Bouchart’s outburst and avowedly illegal threats are part of decades of mounting persecution by European authorities of immigrants trying to travel across Europe to Britain. There are 1,500 or more refugees in Calais and its suburbs trying to reach Britain. Most are fleeing from famine or imperialist wars in their own countries, which include Syria, Afghanistan, Eritrea, and Somalia. They are forced to sleep in the open air with no covers.
Refugee support groups try to help them by distributing food, but the refugees have been reduced to conditions even more brutal than the homeless. Before, they were able to build shantytowns on unused ground. Now, these dwellings are systematically destroyed.
Until 2002, the refugees were housed in a Red Cross refugee centre in Sangatte, near Calais. The then Interior Minister, Nicolas Sarkozy, shut the camp and forced the refugees to find refuge wherever they could in the Calais area.
This week’s incident was used by the British media to further whip up anti-social benefits propaganda in Britain, where the government has for decades imposed massive social austerity programs against the working class. The Daily Star said Britain must end its “benefits free-for-all”, arguing: “We need to get tough and stop rolling out the red carpet.”
The organ of the City, the Financial Times, tried to blame “illegal migration” rather than their own austerity policies: “The EU as a bloc has been far too reticent in dealing with the challenge of irregular immigration,” it says, pointing out that Germany, Italy, the UK, France and Sweden took in 70 percent of those granted refugee status, while eastern states have been less generous. “What governments need to realize, however, is that illegal migration is not a problem that can be wished away,” it adds.
In fact, the desperate situation facing immigrants in Calais testifies to the utterly reactionary character of the anti-immigrant border protection programs such as EU’s Frontex. They have produced a situation in which millions of immigrants are trapped and tens of thousands die on the borders of Fortress Europe.
The British government have implemented draconian controls around Britain’s coasts, while the stringent border controls of the countries on the European continent have led to untold numbers of deaths by drowning, such as off the Italian island of Lampedusa, near war-torn Libya.

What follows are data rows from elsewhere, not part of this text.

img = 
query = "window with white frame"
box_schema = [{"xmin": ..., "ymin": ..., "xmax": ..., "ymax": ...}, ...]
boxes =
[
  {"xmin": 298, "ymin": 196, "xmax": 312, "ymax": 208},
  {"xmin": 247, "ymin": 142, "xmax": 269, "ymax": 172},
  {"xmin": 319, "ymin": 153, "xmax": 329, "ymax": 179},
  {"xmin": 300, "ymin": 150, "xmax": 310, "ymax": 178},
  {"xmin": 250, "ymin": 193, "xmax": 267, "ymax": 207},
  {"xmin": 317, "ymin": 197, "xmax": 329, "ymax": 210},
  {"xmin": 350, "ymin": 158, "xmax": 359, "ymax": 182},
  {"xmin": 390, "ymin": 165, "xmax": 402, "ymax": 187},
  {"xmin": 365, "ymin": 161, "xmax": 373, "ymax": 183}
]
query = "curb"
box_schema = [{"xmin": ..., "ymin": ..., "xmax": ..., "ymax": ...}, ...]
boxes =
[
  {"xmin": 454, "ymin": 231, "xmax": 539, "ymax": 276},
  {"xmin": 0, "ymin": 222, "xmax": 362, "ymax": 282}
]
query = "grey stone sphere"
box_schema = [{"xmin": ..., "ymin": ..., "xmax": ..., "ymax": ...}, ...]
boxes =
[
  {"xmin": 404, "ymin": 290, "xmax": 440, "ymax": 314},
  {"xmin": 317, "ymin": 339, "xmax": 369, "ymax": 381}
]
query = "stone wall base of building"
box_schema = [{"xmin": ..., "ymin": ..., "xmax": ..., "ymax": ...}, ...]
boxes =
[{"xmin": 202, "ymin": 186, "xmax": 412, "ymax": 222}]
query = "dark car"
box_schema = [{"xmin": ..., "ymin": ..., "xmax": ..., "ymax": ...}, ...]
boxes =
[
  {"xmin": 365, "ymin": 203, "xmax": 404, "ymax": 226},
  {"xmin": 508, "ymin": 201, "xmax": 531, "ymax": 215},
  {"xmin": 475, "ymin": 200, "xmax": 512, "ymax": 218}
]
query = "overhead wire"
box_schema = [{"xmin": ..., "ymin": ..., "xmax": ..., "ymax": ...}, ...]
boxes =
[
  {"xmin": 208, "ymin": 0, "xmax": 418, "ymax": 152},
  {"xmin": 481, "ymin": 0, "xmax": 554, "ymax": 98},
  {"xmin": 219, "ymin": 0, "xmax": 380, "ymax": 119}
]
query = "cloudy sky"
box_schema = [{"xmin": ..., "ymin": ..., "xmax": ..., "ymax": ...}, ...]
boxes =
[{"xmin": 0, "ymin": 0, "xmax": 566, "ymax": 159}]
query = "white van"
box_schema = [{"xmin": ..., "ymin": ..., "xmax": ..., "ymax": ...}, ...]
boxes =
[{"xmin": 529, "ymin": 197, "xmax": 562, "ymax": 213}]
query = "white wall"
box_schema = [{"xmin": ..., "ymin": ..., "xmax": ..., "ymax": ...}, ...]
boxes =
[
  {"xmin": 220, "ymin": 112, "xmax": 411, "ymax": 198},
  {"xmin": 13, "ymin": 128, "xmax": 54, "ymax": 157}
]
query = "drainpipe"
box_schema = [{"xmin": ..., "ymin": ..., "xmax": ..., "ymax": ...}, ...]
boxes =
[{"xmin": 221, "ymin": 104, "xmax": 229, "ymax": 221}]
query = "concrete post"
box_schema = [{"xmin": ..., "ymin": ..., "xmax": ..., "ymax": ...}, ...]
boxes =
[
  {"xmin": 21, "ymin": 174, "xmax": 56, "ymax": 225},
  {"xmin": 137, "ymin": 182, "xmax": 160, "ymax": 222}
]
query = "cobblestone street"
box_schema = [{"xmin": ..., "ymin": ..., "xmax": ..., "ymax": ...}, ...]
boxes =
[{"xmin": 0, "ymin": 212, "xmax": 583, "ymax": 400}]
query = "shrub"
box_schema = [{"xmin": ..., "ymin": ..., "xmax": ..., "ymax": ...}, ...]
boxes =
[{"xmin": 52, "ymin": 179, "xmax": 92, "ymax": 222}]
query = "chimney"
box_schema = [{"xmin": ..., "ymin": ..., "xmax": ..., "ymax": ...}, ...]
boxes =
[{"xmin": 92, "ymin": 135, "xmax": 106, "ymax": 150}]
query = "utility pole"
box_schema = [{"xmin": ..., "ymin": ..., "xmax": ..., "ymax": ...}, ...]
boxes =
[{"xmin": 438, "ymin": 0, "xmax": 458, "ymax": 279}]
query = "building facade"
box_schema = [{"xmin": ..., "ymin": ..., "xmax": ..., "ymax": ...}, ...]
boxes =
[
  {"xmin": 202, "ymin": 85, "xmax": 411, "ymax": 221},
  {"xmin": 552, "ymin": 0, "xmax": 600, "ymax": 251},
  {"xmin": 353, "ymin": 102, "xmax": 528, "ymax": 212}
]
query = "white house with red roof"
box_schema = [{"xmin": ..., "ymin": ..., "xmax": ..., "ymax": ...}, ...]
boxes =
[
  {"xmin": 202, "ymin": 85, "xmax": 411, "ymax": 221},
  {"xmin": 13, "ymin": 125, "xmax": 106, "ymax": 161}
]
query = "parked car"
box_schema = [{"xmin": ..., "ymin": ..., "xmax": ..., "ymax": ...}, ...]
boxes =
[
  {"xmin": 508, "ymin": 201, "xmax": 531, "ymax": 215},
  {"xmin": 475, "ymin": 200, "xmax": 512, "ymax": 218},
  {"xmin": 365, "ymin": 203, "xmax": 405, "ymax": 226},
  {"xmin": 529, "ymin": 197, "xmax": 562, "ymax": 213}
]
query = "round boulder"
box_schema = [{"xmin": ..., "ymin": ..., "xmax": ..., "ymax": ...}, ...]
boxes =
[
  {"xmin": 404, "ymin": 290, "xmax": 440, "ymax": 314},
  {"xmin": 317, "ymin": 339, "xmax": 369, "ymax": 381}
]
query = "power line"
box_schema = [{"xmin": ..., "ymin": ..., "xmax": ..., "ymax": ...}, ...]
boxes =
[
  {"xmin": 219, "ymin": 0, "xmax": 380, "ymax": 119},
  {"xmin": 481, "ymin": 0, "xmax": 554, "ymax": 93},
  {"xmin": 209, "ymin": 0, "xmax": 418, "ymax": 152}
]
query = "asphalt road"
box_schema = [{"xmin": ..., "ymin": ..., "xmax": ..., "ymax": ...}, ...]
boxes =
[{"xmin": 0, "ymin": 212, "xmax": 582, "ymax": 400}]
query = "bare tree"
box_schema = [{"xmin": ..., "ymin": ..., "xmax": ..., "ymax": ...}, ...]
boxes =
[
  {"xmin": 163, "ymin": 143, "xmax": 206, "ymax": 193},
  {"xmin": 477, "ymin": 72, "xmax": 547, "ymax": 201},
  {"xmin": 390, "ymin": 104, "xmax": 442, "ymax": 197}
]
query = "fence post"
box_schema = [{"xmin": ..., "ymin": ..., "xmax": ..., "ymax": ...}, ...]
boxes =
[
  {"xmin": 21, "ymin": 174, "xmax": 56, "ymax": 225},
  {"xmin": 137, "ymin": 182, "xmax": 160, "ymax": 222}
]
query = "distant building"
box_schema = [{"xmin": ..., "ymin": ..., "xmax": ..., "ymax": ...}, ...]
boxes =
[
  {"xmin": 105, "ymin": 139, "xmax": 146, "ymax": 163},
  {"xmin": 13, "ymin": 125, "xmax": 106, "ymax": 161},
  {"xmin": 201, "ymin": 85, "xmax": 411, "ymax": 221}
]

The Socialist Party (PS) government of French Prime Minister Manuel Valls has in particular sought to persecute migrants in order to bolster its law-and-order credentials and make fascistic appeals to the growing voter base of the neo-fascist National Front (FN). While launching deep austerity measures to attack the working class, Valls has advocated that the entire Roma ethnicity should be deported from France.
In Calais, the desperation of the refugees trying to board the ferry comes from the fact that, since the beginning of 2014, then-Interior Minister Manuel Valls placed a full company of the hated CRS paramilitary police permanently in the area around Calais to harass them.
In July of this year, the newly-formed Valls government responded to a request from Bouchart to clear immigrants from the town. The reactionary aims of Bouchart and of Valls are to whip up anti-immigrant sentiment and appeal to the rising voter base of the National Front (FN) in the region by demonizing these refugees.
Valls sent in the police and the CRS, who used pepper spray and tear gas to heard over 500 refugees onto waiting buses and drove them to different detention centers throughout France to be processed as illegal immigrants.
This was the biggest attack on the refugees in Calais this year, but police have been constantly harassing them since. In spite of the harassment, new refugees as well as some of the 500 who were taken elsewhere have returned to the Calais region.